Find out what council tax is, if you are exempt and when you might need to pay.
Purpose of council tax
Council tax is a payment collected by local authorities (such as Brighton & Hove City Council) for services like the police and fire service.
The amount you pay is based on your property and the number of people living there.
Student exemption from council tax
Full-time students do not have to pay council tax.
If you live in University-managed accommodation as a full-time student, we take care of council tax for you. You don’t have to do anything.
If you’re living in private accommodation, and you’re studying full-time, you need to prove that you’re a full-time student and therefore exempt from paying council tax.
Defining a ‘full-time student’
For council tax purposes, you are considered full-time if your course:
- lasts at least one academic year, and
- requires attendance for at least 24 weeks per year, and
- involves at least 21 hours of study, classes or work experience a week during term time.
If you’re a PhD student, email email@example.com to find out if you qualify.
If you are studying full-time, as outlined above, with a husband or wife on a dependant visa, they can also apply for a council tax exemption if they are:
- not a British citizen, and
- unable to get a job or claim benefits because of their visa.
Important: Check your eligibility with your local council to ensure that you have the right exemptions in place.
Students on study abroad programmes
All Visiting and Exchange students studying at Sussex for the whole academic year can request a council tax exemption letter.
If you’re at Sussex for one semester only, you are exempt from council tax if you live in University-managed accommodation.
How to claim council tax exemption
If you live in Brighton and Hove (in the BN1, BN2, BN3 or BN41 postcodes) you can claim for council tax exemption on the Brighton & Hove City Council website.
If you live outside Brighton and Hove, you need to:
- find your local council
- check your local council’s website for details about council tax exemption and the evidence you need to provide
- request a council tax exemption letter from us to send to your council (do this after you are fully registered as a Sussex student)
- send your council tax exemption letter, and any other evidence, to your local council.

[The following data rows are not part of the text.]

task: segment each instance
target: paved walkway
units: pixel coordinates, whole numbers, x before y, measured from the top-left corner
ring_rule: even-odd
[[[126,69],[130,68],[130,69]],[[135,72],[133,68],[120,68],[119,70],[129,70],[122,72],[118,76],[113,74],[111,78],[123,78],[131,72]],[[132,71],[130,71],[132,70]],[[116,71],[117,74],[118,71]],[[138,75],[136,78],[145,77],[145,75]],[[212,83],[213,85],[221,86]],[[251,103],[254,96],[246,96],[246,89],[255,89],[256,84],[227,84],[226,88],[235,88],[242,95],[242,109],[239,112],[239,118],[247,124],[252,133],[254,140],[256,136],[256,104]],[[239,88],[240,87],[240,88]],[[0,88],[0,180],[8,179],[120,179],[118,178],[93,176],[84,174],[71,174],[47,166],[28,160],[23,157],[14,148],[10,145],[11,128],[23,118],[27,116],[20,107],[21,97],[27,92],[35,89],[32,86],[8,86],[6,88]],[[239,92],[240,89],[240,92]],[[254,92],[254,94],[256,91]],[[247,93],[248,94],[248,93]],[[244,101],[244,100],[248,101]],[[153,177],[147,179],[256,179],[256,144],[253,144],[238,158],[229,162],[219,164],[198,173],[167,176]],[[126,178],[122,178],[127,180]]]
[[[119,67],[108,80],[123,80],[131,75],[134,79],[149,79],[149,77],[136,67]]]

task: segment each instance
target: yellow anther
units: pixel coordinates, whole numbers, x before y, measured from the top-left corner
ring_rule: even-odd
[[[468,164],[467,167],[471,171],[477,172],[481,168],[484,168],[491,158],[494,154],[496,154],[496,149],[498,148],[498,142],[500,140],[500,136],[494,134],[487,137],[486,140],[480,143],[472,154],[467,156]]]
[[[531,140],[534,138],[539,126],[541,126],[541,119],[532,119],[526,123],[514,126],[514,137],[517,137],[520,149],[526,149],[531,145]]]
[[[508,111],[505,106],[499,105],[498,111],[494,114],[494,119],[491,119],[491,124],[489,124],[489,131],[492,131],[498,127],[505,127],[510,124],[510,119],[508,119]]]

You should then get confirmation from your local council.
Students who must pay council tax
You will need to pay council tax if you are:
- living in private accommodation before you register as a student for your full-time course
- studying short courses, or multiple courses, at the Sussex Centre for Language Studies
- studying a part-time course
- resitting an assessment after your expected end date
- waiting for the results of a Masters (usually in late September)
- a PhD student not studying full-time – if you’re not sure, email firstname.lastname@example.org.
If a housemate is not a full-time student
If one person living in your property is not a full-time registered student, they will need to pay all of the council tax, but can receive a 25% discount on the bill if everyone else is a full-time student.
If two or more people living in your property are not full-time registered students, all non-students are responsible for paying the council tax.
Paying council tax outside of term time
You will need to pay council tax from the official start of your private tenancy until the day you actually move in (not just the day you receive your keys).
Example: If you notified the council you collected keys on 1 August, but did not move into the property until 1 September, you would pay council tax throughout August while the property was unoccupied.
When you’re no longer a student
Once your student registration ends, you will need to start paying council tax.
This applies even if you are waiting to graduate after completing your course or still living in privately-rented student accommodation.
Example: If your final exams were at the end of June but your tenancy ends on 1 September, you will need to pay council tax for July and August.